I had been to the Flight 93 crash site about a year after the September 11, 2001 attacks on the U.S. There wasn’t much to see back then. Visitors were required to view the crash site from afar. Consequently, you couldn’t see much.
A short chain link fence held memorials to the 40 victims and first responders. A firefighter’s turnout coat and helmet were the most apparent objects. Relatives and friends had attached photos of the deceased and fresh and plastic flowers that hung askew from the woven wire fence.
A photo taken seconds after Flight 93 crashed near Shanksville, Pennsylvania.
A long, single wooden bench sat tangent to the makeshift memorial fence. It served as both a resting place and a reminder not to go any farther. The plane had crashed into an old strip mine, which appeared to have been haphazardly reclaimed. You entered the area from the west on the old dirt pit road formerly used by coal trucks and excavating equipment. A small graveled parking lot had been developed north of the temporary memorial area.
I remember standing there in silence out of respect for these brave folks who deserved to be recognized and honored better than this. The desolate setting seemed to mock the tragedy. An abandoned rusting steam shovel sat overlooking it all. The starkness of the scene shocked me.
This visit was much different, however. The Flight 93 National Memorial was established in 2005 as a tribute to the passengers and crew of the fateful flight. The federal government bought up the land around the sacred site, which the National Park Service maintains. Creating the national memorial was a coordinated public-private effort that included the Families of Flight 93, Friends of Flight 93, the National Park Foundation, and the National Park Service.
We drove in and out of rain showers on our way to the site. The entrance is now off U.S. 30, the Lincoln Highway. A black-topped roadway winds three miles to the Visitors Center Complex. The road’s length allows visitors to respectfully transition from the present time back to that fateful day. The Visitors Center is located on a rise overlooking the crash site near the old parking lot. Exhibits recap the unfolding events of that terrible day through videos, photographs, newspaper clippings, and maps. The building itself is plain, unremarkable in design, and positioned to mark the final path of the flight.
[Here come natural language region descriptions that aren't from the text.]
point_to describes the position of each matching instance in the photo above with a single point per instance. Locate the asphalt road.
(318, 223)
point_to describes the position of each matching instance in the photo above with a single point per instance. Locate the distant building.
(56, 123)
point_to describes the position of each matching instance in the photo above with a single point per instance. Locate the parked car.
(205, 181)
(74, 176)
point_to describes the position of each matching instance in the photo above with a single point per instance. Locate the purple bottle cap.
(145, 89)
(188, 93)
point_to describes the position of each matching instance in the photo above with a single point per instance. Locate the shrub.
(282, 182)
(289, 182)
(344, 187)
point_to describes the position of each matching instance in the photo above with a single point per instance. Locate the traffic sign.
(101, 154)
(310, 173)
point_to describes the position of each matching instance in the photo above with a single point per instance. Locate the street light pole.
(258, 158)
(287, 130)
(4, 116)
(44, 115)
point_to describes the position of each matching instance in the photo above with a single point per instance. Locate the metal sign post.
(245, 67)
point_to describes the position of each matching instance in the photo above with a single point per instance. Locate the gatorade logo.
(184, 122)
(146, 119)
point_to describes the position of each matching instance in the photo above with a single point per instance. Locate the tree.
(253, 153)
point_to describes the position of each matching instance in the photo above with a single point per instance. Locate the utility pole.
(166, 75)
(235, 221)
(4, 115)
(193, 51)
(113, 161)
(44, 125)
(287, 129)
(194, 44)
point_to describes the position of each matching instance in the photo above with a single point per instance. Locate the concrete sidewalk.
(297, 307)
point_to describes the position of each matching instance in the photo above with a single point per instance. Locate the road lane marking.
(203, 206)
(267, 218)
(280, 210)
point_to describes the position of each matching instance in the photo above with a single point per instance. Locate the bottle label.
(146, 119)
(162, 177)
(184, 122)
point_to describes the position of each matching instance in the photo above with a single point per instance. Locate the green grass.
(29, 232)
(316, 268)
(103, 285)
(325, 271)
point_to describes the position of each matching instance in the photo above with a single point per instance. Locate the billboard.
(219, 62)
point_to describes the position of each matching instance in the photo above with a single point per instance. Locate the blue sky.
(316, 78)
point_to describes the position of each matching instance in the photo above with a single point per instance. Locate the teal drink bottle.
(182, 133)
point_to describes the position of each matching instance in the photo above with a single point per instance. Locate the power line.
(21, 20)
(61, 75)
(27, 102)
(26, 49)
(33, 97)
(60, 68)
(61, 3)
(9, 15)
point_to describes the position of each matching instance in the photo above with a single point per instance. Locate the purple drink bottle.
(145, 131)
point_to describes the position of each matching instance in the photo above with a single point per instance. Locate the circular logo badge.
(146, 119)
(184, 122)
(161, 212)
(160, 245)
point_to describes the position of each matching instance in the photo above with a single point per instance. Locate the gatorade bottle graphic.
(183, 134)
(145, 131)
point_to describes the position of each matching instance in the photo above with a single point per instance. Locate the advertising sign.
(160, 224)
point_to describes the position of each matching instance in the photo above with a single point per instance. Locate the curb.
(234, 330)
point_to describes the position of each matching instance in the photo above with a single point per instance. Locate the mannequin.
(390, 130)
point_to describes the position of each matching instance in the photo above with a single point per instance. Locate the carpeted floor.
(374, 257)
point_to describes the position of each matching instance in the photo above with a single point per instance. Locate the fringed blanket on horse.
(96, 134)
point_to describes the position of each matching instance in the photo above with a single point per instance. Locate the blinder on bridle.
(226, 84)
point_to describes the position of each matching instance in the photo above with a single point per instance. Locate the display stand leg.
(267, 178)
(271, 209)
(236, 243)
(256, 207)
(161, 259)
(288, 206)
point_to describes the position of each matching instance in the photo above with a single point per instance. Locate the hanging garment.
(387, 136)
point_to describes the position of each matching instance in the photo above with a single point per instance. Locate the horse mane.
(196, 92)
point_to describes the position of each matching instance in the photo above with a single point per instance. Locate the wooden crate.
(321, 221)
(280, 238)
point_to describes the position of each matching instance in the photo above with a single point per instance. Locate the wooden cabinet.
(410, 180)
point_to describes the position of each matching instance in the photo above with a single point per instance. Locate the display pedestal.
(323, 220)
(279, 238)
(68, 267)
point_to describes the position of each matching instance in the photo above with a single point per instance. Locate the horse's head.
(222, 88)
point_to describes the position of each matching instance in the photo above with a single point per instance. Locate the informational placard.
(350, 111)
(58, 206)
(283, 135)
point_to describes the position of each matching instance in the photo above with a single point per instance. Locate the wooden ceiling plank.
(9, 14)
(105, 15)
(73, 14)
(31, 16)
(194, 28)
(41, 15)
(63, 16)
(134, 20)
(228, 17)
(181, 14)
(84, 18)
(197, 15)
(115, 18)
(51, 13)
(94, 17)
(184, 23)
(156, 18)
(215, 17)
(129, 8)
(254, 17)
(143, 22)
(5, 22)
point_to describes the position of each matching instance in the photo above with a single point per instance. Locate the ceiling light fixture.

The center also includes a bookstore, a viewing window, the Flight Path Walkway, and an Overlook. Since the crash left nothing more than a crater, a 17-ton bolder from the property was moved to mark the spot of the debris field. Visitors can walk or drive to the Memorial Plaza, located just north of the impact area. A Wall of Names points to the victims’ final resting place.
My wife and I arrived right after a school group did. Ranger Greg gave the youngsters and their chaperones an overview as we walked by them. Soon, they caught up to us in the exhibition room. We couldn’t help but hear Ranger Greg’s booming voice as we viewed the different displays. He certainly had the students’ attention as he told the story of Flight 93. He caught ours when he mentioned that the plane had veered off its scheduled path by abruptly turning southeast-bound over Canton, Ohio. My wife and I were both born in that blue-collar city. We walked closer to the group and listened as he told one aspect of the story after the other, most of which we had never heard before.
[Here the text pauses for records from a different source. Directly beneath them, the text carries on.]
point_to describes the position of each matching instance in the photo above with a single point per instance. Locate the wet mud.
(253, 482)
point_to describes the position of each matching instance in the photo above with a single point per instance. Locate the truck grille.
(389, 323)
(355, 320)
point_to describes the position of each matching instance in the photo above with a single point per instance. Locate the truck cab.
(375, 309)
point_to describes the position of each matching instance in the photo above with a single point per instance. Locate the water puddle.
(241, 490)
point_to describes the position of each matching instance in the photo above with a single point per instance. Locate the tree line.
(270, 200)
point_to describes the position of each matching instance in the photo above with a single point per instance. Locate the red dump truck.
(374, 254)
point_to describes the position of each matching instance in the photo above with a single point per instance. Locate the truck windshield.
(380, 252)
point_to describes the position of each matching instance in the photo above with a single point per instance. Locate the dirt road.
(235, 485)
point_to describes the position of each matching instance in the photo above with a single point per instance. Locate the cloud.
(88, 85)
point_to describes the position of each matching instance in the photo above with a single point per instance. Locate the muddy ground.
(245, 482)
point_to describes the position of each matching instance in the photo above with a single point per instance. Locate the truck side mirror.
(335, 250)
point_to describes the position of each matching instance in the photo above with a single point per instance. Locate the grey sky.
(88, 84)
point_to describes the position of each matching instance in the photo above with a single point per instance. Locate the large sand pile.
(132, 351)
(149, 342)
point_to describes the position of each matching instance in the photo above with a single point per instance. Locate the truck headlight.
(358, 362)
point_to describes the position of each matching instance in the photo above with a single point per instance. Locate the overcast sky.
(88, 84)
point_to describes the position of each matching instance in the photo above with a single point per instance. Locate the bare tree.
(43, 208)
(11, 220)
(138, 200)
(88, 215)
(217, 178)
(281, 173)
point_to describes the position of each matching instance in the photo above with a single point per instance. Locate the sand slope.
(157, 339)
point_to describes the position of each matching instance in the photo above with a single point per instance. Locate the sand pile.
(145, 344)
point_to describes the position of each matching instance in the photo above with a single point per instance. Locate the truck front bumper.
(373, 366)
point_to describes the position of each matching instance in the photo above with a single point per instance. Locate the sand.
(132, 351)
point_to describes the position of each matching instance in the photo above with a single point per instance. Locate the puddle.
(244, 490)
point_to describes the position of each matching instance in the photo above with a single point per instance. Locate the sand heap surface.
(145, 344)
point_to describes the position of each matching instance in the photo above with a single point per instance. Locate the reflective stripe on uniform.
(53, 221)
We drove to the Memorial Plaza, and volunteer ambassadors welcomed us. The rain intensity increased as Neva and I walked together quietly under a small blue umbrella, a fitting color for the place and mood. We stopped in front of the Wall of Names, an alphabetical listing of the flight’s crew and passengers. As I had experienced at the chain link fence two decades ago, memorial items had been left at some of the names. A wooden angel, fresh flowers, and a wine corkscrew rested beneath the first name on the black walkway. A volunteer explained why.
Christian Adams, a German citizen, worked for a German wine association. He was on his way to a wine convention in California that morning. The corkscrew served as yet another poignant symbol.
Items left at the Wall of Names in memory of Christian Adams
The dark walkway tiles represent the many cedar trees burned by the explosion and ensuing fire when Flight 93 dove into the ground upside down. A ceremonial gate of hewn cedar planks marks the way to the flight’s demise and the final resting place of those on board.
The radical changes I experienced gripped me. The 40 groves of 40 oak and maple trees planted in honor of the brave passengers and crew added a splash of russet to the fading fall landscape. Other volunteer trees sprouted from seeds planted by squirrels or blue jays or after lying dormant in the spoils of the old strip mine field. Today, they also serve as living memorials to the souls who lost their lives on that pleasant September day that turned so horrid.
We left with a new appreciation and a deeper understanding of what transpired on and to Flight 93. More than that, I was grateful for the simple, appropriate memorial that honored those brave, doomed souls.